Bug #13933
closedcrunch-dispatch-slurm / Go SDK Dispatcher performs poorly in the presence of a large backlog
100%
Description
When there is a large backlog of queued containers, crunch-dispatch-slurm takes a long time to process them, and can be very sensitive to (even transient) API server issues.
For example, we currently have ~37000 containers in state Queued with priority > 0. crunch-dispatch-slurm requests these from the API server in batches of 100 (also each time through the loop wastefully asking for a count of items available for which the database takes around the same amount of time as the request itself). The API server also makes a pre-flight check of the size of the mounts in the container records, so to fulfill each one of these batches of 100 the database gets queried three times with the same conditions (but different select values) and at ~3x the time cost. Changing the dispatcher code so that it does a `limit: 0` count request at the beginning and then does `count: none` requests in each loop iteration improves performance significantly. Changing the API server so that it does not check the size of the mounts fields when the limits are already at the minimum (100 seems to be the minimum?) could yield an additional 50% speedup on these queries.

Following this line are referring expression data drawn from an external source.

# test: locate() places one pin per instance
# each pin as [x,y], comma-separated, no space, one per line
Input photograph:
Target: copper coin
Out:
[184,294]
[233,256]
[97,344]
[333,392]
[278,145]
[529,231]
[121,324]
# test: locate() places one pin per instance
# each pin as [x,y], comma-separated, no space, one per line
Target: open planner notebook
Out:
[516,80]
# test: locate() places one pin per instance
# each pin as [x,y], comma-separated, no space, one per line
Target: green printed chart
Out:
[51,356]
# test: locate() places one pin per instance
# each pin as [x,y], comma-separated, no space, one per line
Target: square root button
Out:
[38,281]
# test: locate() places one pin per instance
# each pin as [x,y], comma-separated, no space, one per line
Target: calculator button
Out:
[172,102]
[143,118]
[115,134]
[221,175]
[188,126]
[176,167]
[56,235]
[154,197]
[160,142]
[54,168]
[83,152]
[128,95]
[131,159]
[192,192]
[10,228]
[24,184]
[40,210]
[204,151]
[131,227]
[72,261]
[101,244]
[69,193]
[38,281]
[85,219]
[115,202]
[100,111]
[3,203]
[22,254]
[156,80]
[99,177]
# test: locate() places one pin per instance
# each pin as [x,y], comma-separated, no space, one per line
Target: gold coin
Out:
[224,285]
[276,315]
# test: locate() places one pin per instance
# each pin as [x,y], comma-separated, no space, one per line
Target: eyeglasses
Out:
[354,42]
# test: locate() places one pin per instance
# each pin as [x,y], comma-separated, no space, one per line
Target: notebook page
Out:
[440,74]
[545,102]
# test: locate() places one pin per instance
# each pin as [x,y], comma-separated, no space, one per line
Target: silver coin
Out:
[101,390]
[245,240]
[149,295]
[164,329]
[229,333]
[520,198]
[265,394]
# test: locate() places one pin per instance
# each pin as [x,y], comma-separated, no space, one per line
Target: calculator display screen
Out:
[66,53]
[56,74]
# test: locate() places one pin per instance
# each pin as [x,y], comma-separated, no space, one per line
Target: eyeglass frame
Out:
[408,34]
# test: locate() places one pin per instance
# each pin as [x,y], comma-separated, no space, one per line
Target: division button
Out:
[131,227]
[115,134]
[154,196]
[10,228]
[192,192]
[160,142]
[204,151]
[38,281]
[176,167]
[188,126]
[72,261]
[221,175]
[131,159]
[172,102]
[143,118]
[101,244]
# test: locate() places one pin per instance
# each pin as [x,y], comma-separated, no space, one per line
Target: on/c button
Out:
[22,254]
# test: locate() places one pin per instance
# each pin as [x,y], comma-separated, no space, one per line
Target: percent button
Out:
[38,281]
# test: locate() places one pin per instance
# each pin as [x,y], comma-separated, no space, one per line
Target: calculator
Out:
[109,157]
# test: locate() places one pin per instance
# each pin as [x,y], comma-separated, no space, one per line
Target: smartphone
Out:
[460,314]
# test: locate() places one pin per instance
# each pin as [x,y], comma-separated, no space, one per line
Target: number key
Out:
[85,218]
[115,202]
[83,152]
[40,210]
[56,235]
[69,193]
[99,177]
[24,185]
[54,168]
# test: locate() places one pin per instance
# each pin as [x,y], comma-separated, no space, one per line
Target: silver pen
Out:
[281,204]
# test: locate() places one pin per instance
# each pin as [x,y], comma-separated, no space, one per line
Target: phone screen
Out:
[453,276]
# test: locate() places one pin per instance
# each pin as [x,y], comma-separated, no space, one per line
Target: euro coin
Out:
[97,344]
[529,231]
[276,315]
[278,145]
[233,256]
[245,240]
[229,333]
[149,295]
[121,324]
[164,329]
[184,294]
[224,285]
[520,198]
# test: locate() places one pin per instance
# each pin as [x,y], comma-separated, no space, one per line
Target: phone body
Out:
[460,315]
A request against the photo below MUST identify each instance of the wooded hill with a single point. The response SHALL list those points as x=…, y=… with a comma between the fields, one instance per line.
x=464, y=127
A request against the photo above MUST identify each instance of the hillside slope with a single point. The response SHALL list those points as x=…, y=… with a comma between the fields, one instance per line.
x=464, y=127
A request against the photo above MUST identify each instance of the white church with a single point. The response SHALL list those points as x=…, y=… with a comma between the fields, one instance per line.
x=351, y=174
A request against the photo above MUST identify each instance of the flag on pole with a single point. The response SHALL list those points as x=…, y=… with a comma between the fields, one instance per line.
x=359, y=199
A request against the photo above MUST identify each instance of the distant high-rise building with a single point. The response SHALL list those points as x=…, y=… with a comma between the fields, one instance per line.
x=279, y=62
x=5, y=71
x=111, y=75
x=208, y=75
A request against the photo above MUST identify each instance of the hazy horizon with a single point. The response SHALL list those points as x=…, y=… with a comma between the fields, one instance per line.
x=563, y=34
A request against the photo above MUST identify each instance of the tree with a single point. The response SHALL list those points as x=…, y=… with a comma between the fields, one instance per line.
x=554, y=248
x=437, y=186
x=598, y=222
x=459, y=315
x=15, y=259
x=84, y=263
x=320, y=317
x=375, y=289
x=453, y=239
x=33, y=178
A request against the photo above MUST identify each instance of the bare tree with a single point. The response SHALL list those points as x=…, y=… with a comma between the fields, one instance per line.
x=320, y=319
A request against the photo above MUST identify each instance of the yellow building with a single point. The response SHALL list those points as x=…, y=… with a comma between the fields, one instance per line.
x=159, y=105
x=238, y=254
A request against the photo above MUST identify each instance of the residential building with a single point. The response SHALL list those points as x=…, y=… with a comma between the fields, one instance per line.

If any one of the (in our case ~370) batch list requests to the API server fails for any reason, crunch-dispatch-slurm (really the Go SDK Dispatcher) gives up and starts again from the beginning (N.B. it doesn't even log a warning in this situation for some reason). The code path here is that checkForUpdates returns false at https://github.com/curoverse/arvados/blob/master/sdk/go/dispatch/dispatch.go#L172 which then triggers the `if !querySuccess { continue }` block at either https://github.com/curoverse/arvados/blob/master/sdk/go/dispatch/dispatch.go#L100 or https://github.com/curoverse/arvados/blob/master/sdk/go/dispatch/dispatch.go#L128. In an environment with a large backlog and a nonzero API server error rate, this makes it difficult to reach the later stages of the Run() function. I don't have a solution to suggest for this, but I think it would be helpful at a minimum if both of those continue blocks logged a message indicating that not all containers were retrieved from the API server successfully so that operators have a chance to notice the problem.